以上のような実施例は、その作業能力が従来のさとうきび収穫機の約50%であるが、車体フレームの全長が560cmで、上記従来のさとうきび収穫機に比して50cm短縮されており、また、作業機の高さが330cmであって、従来のものに比して30cm低い。また、重量が3.8t(トン)で、従来のさとうきび収穫機に比して約2t軽減されており、さらに、走行クローラの前後方向長さが160cmで、従来のさとうきび収穫機に比して約20cm短縮されている。 以上のように、処理能力の低下割合に比して、大幅に小形化、軽量化されており、大型の従来のさとうきび収穫機に劣らない機能を有し、軽便で小回りがきくので、その利用性は極めて高い。
【0026】
【発明の効果】
以上のとおり、この発明のさとうきび収穫機は、そのベースカッタ、引き込み装置、チョッピング装置、搬送コンベア、風選装置が前後方向に密に集約された状態で配置され、機器配置の全長が大幅に短縮される。そして、その結果、クローラの長さが短縮される。
【0027】
また、機構を単純化し、小形化した結果、作業能率は低下するが、その分だけ引き込み装置、チョッピング装置、搬送コンベアによる一連の装置の幅が狭くなるので、その横にエンジンとオイルタンクとを縦置きに配置することが可能である。

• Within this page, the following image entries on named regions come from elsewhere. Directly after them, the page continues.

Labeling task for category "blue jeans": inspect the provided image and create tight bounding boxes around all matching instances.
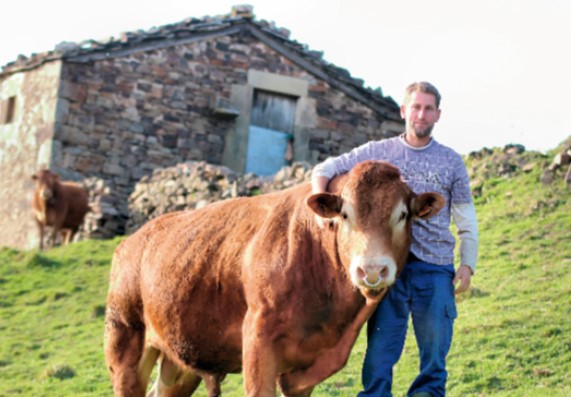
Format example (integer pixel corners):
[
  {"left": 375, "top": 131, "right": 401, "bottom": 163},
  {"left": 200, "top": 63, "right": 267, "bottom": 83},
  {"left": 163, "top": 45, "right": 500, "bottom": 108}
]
[{"left": 358, "top": 258, "right": 457, "bottom": 397}]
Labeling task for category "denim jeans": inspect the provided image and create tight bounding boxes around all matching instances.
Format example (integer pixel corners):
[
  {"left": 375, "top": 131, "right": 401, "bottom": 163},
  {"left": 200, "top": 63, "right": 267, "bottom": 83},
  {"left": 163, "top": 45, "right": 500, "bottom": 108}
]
[{"left": 359, "top": 258, "right": 457, "bottom": 397}]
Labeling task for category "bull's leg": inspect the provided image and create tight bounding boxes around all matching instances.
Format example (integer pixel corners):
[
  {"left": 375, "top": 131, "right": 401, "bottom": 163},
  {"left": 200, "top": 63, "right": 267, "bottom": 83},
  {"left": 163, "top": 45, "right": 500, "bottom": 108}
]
[
  {"left": 204, "top": 375, "right": 226, "bottom": 397},
  {"left": 278, "top": 290, "right": 387, "bottom": 397},
  {"left": 50, "top": 225, "right": 61, "bottom": 248},
  {"left": 282, "top": 387, "right": 313, "bottom": 397},
  {"left": 38, "top": 222, "right": 45, "bottom": 251},
  {"left": 105, "top": 310, "right": 151, "bottom": 397},
  {"left": 61, "top": 228, "right": 75, "bottom": 245},
  {"left": 242, "top": 310, "right": 278, "bottom": 397},
  {"left": 147, "top": 356, "right": 202, "bottom": 397}
]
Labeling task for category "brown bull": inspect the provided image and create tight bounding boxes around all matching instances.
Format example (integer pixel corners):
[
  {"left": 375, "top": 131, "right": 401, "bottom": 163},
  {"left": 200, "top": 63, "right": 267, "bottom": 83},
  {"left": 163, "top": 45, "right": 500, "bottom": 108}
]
[
  {"left": 32, "top": 170, "right": 89, "bottom": 249},
  {"left": 105, "top": 161, "right": 444, "bottom": 397}
]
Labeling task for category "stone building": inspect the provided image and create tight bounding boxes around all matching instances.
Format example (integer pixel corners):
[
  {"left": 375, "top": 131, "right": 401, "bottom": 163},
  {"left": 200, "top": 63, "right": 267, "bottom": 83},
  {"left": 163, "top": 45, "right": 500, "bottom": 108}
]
[{"left": 0, "top": 6, "right": 403, "bottom": 248}]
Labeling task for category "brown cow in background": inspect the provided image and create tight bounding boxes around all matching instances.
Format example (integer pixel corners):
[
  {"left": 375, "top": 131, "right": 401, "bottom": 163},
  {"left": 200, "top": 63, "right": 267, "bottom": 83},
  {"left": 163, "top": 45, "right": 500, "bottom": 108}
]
[
  {"left": 105, "top": 161, "right": 444, "bottom": 397},
  {"left": 32, "top": 170, "right": 89, "bottom": 249}
]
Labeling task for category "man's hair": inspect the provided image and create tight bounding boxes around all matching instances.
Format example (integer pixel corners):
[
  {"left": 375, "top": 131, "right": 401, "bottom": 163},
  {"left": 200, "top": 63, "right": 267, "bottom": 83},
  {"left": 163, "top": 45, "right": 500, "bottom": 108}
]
[{"left": 404, "top": 81, "right": 441, "bottom": 109}]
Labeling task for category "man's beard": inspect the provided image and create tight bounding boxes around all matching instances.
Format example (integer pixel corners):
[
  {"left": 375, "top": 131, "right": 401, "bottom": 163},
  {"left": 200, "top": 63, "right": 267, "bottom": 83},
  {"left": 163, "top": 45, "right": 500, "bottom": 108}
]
[{"left": 409, "top": 124, "right": 434, "bottom": 138}]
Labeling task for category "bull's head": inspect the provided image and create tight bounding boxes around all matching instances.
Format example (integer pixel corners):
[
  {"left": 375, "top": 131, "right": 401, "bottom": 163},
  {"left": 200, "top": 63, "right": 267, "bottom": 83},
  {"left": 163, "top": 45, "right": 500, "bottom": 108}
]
[
  {"left": 32, "top": 170, "right": 59, "bottom": 202},
  {"left": 307, "top": 161, "right": 445, "bottom": 297}
]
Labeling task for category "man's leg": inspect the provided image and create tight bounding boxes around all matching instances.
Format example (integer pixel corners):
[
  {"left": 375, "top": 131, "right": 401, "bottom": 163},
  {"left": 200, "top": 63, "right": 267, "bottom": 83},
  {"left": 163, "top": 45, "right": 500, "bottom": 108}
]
[
  {"left": 358, "top": 270, "right": 410, "bottom": 397},
  {"left": 409, "top": 263, "right": 456, "bottom": 397}
]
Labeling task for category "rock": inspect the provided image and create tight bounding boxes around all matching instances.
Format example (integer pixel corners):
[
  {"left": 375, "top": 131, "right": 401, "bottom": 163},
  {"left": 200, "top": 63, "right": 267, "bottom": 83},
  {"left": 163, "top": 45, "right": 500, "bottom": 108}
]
[{"left": 541, "top": 169, "right": 554, "bottom": 185}]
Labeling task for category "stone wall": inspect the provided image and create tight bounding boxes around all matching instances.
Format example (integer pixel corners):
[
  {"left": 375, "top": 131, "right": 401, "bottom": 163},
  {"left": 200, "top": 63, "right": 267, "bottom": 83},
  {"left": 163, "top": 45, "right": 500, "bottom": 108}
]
[
  {"left": 49, "top": 35, "right": 399, "bottom": 241},
  {"left": 0, "top": 62, "right": 61, "bottom": 248}
]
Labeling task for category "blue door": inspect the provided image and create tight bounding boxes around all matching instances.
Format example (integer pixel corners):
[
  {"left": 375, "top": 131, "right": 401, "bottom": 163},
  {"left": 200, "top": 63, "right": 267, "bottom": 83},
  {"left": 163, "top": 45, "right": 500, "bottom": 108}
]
[{"left": 245, "top": 91, "right": 297, "bottom": 176}]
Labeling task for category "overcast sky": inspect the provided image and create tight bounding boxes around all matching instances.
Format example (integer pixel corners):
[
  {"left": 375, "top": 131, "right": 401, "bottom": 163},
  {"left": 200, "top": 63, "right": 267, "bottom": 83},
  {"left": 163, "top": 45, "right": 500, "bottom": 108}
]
[{"left": 0, "top": 0, "right": 571, "bottom": 154}]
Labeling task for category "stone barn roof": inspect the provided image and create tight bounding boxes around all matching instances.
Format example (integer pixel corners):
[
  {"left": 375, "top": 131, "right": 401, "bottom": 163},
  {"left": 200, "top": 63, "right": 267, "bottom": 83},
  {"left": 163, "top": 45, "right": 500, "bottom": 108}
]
[{"left": 0, "top": 6, "right": 401, "bottom": 122}]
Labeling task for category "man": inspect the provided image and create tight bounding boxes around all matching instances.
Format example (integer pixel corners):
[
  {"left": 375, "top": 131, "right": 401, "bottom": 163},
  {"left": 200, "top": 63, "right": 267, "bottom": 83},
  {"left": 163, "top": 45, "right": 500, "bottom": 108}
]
[{"left": 312, "top": 82, "right": 478, "bottom": 397}]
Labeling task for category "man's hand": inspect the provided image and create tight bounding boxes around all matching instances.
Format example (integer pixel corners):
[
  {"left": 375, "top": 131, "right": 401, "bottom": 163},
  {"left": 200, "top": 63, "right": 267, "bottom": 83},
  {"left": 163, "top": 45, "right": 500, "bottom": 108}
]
[{"left": 452, "top": 265, "right": 472, "bottom": 295}]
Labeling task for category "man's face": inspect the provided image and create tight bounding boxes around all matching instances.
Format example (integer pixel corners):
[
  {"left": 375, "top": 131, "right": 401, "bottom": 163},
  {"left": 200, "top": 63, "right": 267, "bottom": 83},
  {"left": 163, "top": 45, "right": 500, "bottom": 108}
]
[{"left": 401, "top": 91, "right": 440, "bottom": 138}]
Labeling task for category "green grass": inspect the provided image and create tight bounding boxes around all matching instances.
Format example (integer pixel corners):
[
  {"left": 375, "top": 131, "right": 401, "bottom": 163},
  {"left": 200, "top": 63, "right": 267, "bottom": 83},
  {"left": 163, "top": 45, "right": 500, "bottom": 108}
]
[{"left": 0, "top": 150, "right": 571, "bottom": 397}]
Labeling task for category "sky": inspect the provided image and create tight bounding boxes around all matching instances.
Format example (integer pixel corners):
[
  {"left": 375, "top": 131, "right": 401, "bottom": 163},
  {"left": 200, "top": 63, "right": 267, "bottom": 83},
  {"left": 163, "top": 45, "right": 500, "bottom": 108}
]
[{"left": 0, "top": 0, "right": 571, "bottom": 154}]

そして、オイルタンクを搬送コンベアの横に配置した結果、従来オイルタンクが配置されていた運転室の下部後方の空間が空くので、この空いた空間から、引き込み装置、チョッピング装置などをメンテナンスすることができ、これらの保守点検を極めて容易に行うことができるという顕著な効果を奏する。
【0028】
また、処理能力の低下割合に比して、大幅に小形化、軽量化されており、大型の従来のさとうきび収穫機に劣らない機能を有し軽便で小回りが利くので、その利用性は極めて高く、さとうきび栽培農家の自家用機として普及することが確実に期待され、その結果、中小規模のさとうきび栽培農家の労働負荷を軽減することができ、また、労力節減に大きく貢献することができる。
【図面の簡単な説明】
【図1】は、従来のさとうきび収穫機の側面図である。
【図2】は、実施例のさとうきび収穫機の側面図である。
【図3】は、実施例における搬送チェンコンベア及び風選用吸引装置の側面図である。
【図4】は、実施例における車体フレームの平面形状、引き込み装置、チョッピング装置、搬送チェンコンベア、エンジン、オイルタンクの車体フレーム上での配置を模式的に示す平面図である。

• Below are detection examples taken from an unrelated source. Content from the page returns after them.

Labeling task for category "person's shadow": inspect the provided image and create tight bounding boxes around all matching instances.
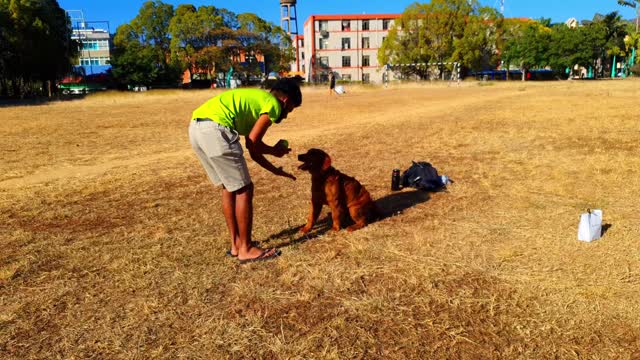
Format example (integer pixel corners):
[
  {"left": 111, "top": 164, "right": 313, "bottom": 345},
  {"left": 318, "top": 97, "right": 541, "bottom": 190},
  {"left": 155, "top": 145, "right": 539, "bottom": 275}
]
[{"left": 261, "top": 189, "right": 431, "bottom": 248}]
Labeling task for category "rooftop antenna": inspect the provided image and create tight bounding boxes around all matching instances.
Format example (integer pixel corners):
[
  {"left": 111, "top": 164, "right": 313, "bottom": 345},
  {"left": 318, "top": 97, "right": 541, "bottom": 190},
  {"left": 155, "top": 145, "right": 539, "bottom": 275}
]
[
  {"left": 280, "top": 0, "right": 298, "bottom": 36},
  {"left": 67, "top": 10, "right": 86, "bottom": 29}
]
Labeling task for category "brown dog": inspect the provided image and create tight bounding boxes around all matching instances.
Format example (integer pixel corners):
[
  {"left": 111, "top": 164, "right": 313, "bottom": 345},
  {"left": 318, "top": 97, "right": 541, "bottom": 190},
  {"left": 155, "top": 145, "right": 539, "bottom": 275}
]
[{"left": 298, "top": 149, "right": 378, "bottom": 233}]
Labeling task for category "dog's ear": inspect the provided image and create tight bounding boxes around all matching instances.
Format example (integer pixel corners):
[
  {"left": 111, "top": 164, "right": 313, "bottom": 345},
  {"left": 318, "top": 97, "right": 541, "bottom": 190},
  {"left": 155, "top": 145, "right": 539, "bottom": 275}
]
[{"left": 322, "top": 154, "right": 331, "bottom": 170}]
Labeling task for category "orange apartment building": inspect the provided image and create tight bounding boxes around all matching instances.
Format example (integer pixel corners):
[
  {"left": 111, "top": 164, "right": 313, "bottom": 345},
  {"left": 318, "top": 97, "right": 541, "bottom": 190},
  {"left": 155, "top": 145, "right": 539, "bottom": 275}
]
[{"left": 291, "top": 14, "right": 400, "bottom": 83}]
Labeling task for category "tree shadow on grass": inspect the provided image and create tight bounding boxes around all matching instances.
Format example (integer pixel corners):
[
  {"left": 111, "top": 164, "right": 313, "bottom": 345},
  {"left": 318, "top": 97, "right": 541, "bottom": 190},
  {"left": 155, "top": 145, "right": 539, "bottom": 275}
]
[
  {"left": 260, "top": 190, "right": 431, "bottom": 248},
  {"left": 0, "top": 94, "right": 86, "bottom": 108}
]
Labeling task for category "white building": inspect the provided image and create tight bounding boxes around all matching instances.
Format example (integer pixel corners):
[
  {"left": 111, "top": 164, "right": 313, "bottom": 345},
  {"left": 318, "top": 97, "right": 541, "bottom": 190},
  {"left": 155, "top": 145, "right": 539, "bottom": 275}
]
[{"left": 300, "top": 14, "right": 400, "bottom": 83}]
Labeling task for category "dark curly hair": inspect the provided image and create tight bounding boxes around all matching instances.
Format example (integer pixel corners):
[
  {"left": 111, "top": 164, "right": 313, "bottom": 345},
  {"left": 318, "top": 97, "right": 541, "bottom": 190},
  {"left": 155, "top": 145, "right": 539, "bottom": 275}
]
[{"left": 271, "top": 78, "right": 302, "bottom": 107}]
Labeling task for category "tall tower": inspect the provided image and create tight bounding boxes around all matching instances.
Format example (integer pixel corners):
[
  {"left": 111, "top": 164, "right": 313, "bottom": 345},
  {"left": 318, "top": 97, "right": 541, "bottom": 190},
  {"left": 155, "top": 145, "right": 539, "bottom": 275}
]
[{"left": 280, "top": 0, "right": 298, "bottom": 35}]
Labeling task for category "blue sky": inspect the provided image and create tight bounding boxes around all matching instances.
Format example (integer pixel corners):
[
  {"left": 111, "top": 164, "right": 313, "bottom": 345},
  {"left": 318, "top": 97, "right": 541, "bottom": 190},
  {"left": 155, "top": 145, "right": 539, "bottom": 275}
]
[{"left": 58, "top": 0, "right": 635, "bottom": 33}]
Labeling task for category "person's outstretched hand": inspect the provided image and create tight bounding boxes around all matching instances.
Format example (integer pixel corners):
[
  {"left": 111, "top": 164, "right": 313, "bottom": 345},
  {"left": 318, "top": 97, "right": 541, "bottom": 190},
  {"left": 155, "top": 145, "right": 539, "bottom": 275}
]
[{"left": 277, "top": 166, "right": 296, "bottom": 181}]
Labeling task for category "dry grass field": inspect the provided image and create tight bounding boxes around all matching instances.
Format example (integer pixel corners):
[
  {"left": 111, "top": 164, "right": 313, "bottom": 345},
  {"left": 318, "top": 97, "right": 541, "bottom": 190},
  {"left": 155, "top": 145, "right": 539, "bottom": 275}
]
[{"left": 0, "top": 80, "right": 640, "bottom": 359}]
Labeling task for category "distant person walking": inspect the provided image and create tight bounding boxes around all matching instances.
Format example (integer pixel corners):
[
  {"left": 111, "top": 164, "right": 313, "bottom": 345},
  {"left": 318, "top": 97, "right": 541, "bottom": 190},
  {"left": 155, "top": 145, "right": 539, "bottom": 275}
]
[
  {"left": 329, "top": 71, "right": 336, "bottom": 95},
  {"left": 189, "top": 79, "right": 302, "bottom": 263}
]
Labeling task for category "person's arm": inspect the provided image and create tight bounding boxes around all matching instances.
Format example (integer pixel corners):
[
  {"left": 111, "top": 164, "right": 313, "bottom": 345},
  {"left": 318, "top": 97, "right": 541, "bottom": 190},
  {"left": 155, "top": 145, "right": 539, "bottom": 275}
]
[{"left": 246, "top": 114, "right": 296, "bottom": 180}]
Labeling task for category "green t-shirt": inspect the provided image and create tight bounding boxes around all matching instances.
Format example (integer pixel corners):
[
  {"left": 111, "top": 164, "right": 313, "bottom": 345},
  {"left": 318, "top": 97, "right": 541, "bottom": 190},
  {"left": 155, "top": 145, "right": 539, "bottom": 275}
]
[{"left": 191, "top": 89, "right": 282, "bottom": 136}]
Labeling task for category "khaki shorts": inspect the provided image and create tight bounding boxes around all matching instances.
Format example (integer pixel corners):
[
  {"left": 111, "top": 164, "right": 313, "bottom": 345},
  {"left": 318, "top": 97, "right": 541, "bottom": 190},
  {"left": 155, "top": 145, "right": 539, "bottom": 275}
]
[{"left": 189, "top": 120, "right": 251, "bottom": 192}]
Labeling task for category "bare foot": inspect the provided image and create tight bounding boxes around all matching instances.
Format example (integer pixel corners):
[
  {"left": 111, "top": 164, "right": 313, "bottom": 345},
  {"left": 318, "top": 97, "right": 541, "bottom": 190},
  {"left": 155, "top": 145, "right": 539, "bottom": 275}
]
[{"left": 238, "top": 246, "right": 277, "bottom": 261}]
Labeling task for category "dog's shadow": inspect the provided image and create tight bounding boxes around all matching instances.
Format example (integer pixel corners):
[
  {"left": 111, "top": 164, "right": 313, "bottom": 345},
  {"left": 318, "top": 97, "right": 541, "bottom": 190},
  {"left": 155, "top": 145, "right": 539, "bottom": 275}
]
[
  {"left": 261, "top": 190, "right": 431, "bottom": 248},
  {"left": 373, "top": 190, "right": 431, "bottom": 222}
]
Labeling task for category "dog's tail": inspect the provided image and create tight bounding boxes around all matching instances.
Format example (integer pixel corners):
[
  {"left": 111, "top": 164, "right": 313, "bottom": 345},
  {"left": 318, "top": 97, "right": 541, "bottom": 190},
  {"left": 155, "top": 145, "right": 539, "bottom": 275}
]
[{"left": 369, "top": 202, "right": 384, "bottom": 222}]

【図5】はチョッピング装置のカッターの側面図である。
【図6】は羽根付きチェンコンベアの一部拡大図である。
【符号の説明】
1:クローラ
2:クロップディバイダー
3:ベースカッタ
10:引き込み装置
10a:送りローラ
11:チョッピング装置
11a:カッター
12:J型チェンコンベア
13:風選装置
13a:傾斜ダクト
13b:送風ファン
13e:傾斜ダクトの上端
14:吸引ダクト
15:吸引装置
Claims (3)
- クロップディバイダー、ベースカッタ、引き込み装置、斜め上方に搬送する搬送装置、チョッピング装置、風選装置を有し、エンジンによってオイルポンプを駆動し、走行装置、作業装置をオイルモータで駆動するものであって、クローラで自走するさとうきび収穫機であって、
上記引き込み装置は前後2組の送りローラによるものであり、この引き込み装置の後方にチョッピング装置が配置されており、
上記搬送装置がJ型チェンコンベアであり、その下端水平部分が上記チョッピング装置の下方に配置されており、
上記J型チェンコンベアの傾斜部の下方の空間に上記風選装置が配置され、当該風選装置のダクトが傾斜ダクトとしてJ型チェンコンベアの傾斜部の下面に沿っており、上記ダクトの下部にブロアが配置され、当該ダクト上端がJ型チェンコンベア上端の下方に位置しており、
上記エンジンがチェンコンベアの一方の横に、前後方向に向けて配置され、反対側にオイルタンクを配置されているさとうきび収穫機。 - 車体のメインフレームの後端部において左右にサブフレームが対象に張り出して設けられており、これらのサブフレームにエンジン、オイルタンクがそれぞれ搭載されている請求項1のさとうきび収穫機。
- 上記風選装置の傾斜ダクトの上端の上方に吸引装置が設けられており、当該吸引装置のケーシングの上方壁の外にオイルモータがあり、当該オイルモータのファン軸がケーシングの上方壁を貫通してケーシング内に突出しており、当該ファン軸の下端にファンが取付けられている、請求項1のさとうきび収穫機。